Steven van Deursen (43) [Avatar] Offline
#4
> I guess my question is why are they injected at all? How is using DI in this case different than just setting the data context property in main view method?


There is no difference in this case. Setting DataContext property with the ViewModel is a form of DI, it's Property Injection. Setting the DataContext with the ViewModel is, as far as I know, common practice in WPF and UWP.

> It more or less comes down to how you like to keep your code organized?


Splitting UI and PL allows them to live in different assemblies, and can prevent the PL assembly from taking a dependency on assemblies that are only of interest to the UI or Composition Root. In the first edition, the separation between UI and PL was, I believe, introduced in chapter 2. In the second edition, however, we decided to remove the introduction of the PL and with it the separation of those two layers. We felt it wasn't required to effectively tell our story.

Whether it is useful to make this split, however, depends on how important it is to prevent the assembly that contains the PL code (such as controllers or ViewModels) to have dependencies on the rest of the application.
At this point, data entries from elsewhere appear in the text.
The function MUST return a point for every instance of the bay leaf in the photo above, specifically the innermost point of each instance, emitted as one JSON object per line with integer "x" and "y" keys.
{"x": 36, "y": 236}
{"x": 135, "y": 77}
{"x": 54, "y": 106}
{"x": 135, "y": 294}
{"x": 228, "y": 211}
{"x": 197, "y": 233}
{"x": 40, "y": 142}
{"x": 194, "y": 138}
> think it also incorrectly uses interfaces? They are all using local defaults, and not really referenced outside their projects.


Can you give an example? I did a quick browse through the project, but not sure what you are pointing at.

> I think the controllers are an example of the controlfreak through abstract factories anti-pattern.


Abstract Factories are not an anti-pattern. Chapter 6, however, does describe that some particular uses of Abstract Factories are code smells. Where do you see the Control Freak?